Quand je suis arrivé en France j’ai constaté que c’était un monde différent. J’ai d’abord eu peur. Je ne savais pas quoi faire. J’ai été mis dans un foyer France terre d’asile avec des jeunes de mon âge. On dormait et ont été nourri, après j’ai passé des interviews et j’ai été pris en charge par l’ASE. J’ai été transféré à l’Audasse à Carvin. J’ai rencontré d’autres jeunes comme moi, des professionnels. Je n’ai pas tout de suite compris l’objectif, le rôle des éducateurs. J’étais un peu en retrait, j’ai rencontré Philippe mon éducateur, Habiba, Nora, Jamila, Estelle, beaucoup de professionnels qui ont œuvré pour me faire comprendre comment arriver à mes objectifs et comment vivre en France. Il faut que je continue à aller à l’école.
Ils m’ont montré comment vivre en France. A partir de là, j’ai eu moins peur, j’étais plus à l’aise. J’ai réussi à l’école. J’ai eu mon Bac.
Quand tu es jeune, tu ne sais pas faire tout seul, c’est un peu difficile mais grâce aux indications, aux conseils, le suivi des professionnels sur l’entretien du logement, comment se faire à manger, ça a fait en sorte que j’ai développé cette autonomie.
Je me suis senti accompagné. Je n’étais pas sûre d’y arriver, j’avais des doutes. Aujourd’hui, j’ai eu mon bac. Je suis en BTS MS maintenance des systèmes. Je peux devenir technicien d’exploitation.

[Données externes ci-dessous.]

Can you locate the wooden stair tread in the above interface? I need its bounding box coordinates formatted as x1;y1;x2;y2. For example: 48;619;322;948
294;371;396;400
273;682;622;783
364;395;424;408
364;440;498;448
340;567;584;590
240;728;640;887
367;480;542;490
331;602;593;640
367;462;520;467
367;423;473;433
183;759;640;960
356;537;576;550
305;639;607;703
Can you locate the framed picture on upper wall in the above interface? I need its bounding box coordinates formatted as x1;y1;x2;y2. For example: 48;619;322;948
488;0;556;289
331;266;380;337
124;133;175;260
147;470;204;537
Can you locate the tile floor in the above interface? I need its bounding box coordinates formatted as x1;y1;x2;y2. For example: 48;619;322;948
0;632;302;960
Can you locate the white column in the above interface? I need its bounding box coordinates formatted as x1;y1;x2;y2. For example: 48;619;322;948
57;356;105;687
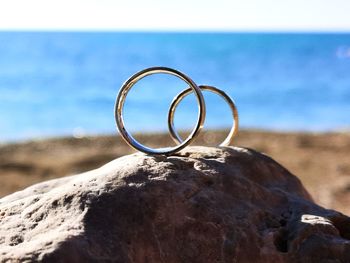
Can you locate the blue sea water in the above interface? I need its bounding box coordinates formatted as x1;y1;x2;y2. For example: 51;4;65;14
0;32;350;141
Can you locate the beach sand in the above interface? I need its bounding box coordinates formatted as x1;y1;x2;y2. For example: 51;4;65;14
0;130;350;215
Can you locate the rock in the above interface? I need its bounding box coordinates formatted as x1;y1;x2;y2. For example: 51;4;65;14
0;147;350;263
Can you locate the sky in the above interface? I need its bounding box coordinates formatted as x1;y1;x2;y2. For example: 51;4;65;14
0;0;350;31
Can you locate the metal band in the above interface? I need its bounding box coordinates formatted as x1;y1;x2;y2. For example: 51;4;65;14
168;85;238;146
114;67;206;155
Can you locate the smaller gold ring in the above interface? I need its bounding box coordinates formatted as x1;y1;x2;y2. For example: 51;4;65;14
168;85;238;146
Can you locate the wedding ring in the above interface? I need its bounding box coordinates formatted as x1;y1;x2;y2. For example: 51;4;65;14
114;67;205;155
168;85;238;146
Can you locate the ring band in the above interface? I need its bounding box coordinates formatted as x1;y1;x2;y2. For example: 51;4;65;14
114;67;206;155
168;85;238;146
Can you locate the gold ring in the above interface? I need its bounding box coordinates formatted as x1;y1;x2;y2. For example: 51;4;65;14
168;85;238;146
114;67;205;155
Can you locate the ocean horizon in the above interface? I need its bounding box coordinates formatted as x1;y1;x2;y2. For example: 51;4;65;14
0;31;350;142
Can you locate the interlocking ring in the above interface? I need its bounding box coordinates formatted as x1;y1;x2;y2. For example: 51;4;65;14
114;67;205;155
168;85;238;146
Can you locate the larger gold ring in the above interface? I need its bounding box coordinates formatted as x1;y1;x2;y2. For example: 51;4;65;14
114;67;205;155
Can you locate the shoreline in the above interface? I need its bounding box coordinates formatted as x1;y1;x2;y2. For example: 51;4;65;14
0;129;350;214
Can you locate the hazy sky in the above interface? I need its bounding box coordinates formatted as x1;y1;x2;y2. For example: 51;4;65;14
0;0;350;31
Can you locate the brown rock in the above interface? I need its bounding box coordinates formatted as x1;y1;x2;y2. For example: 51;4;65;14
0;147;350;263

J’habite en autonomie au début c’était dur la vie d’adulte, j’apprends tous les jours mais grâce à l’accompagnement de Titouan j’arrive à gérer.

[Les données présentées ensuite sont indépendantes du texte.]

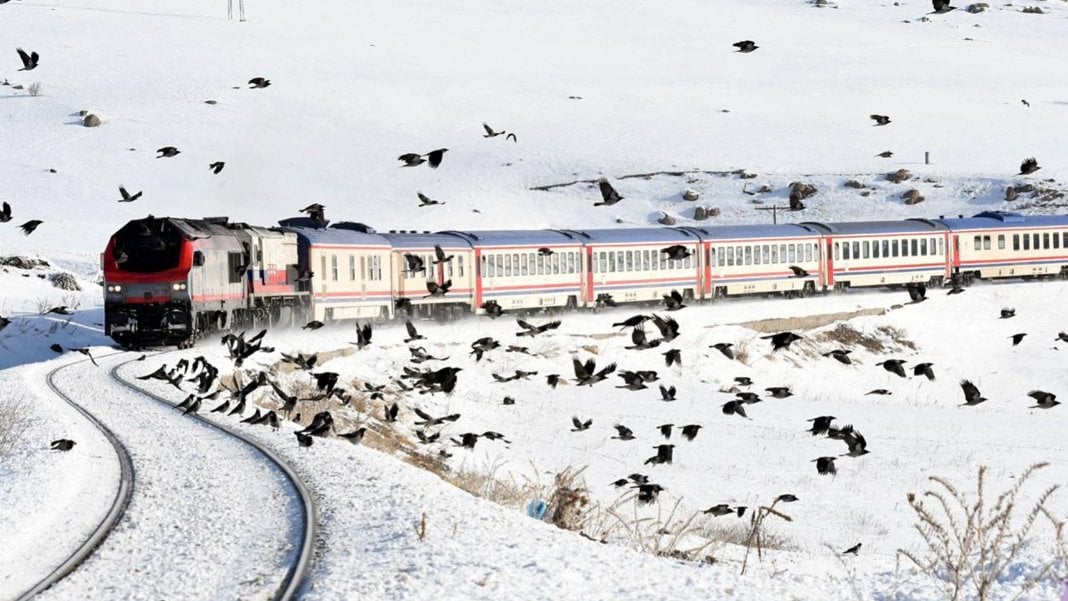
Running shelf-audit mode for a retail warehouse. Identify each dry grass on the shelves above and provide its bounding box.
[897,463,1068,601]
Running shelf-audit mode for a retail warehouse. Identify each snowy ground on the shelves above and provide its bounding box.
[0,0,1068,600]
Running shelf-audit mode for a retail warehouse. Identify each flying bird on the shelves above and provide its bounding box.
[1017,157,1042,175]
[732,39,759,53]
[18,219,44,236]
[15,48,41,70]
[594,178,624,207]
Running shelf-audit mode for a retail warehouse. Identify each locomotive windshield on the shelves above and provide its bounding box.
[114,219,182,273]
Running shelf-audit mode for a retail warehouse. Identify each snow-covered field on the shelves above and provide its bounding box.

Si j’avais un conseil à donner aux jeunes qui arrivent : c’est de ne pas avoir peur, de ne pas rester en retrait, d’être à l’écoute des professionnels qui sont là pour accompagner à l’autonomie et savoir vivre en France. Si il y a des éducateurs, c’est pour nous aider à vivre en France parce que ce n’est pas le même rythme de vie, c’est pour notre avenir. S’il n’y avait pas de professionnels, il n’y aurait pas de jeunes.
Mon meilleur souvenir, c’est que j’ai rencontré des personnes qui font le travail avec le cœur, je me suis senti en famille, je suis resté en contact avec les personnes que j’aime bien et que j’aimerai toujours, ils m’ont transmis des bonnes habitudes de bonnes règles à respecter.
Mon mauvais souvenir, c’était mon départ quand j’ai quitté l’association, c’est quand je suis parti à ma majorité, pour vivre seul dans mon appartement. Les premiers jours, les premières semaines étaient difficiles, je m’ennuyais, la solitude, j’étais bien en famille donc c’était difficile de partir.
Aujourd’hui, j’ai envie d’obtenir mon diplôme avoir mon permis qui est en cours, me marier, acheter une maison en France, retourner au Cameroun pour les vacances, mais je veux faire de la France mon pays, mon pays d’accueil »…
Je remercie Fleur pour sa confiance. J’espère que ce témoignage saura toucher vos cœurs, éveiller les émotions et les consciences.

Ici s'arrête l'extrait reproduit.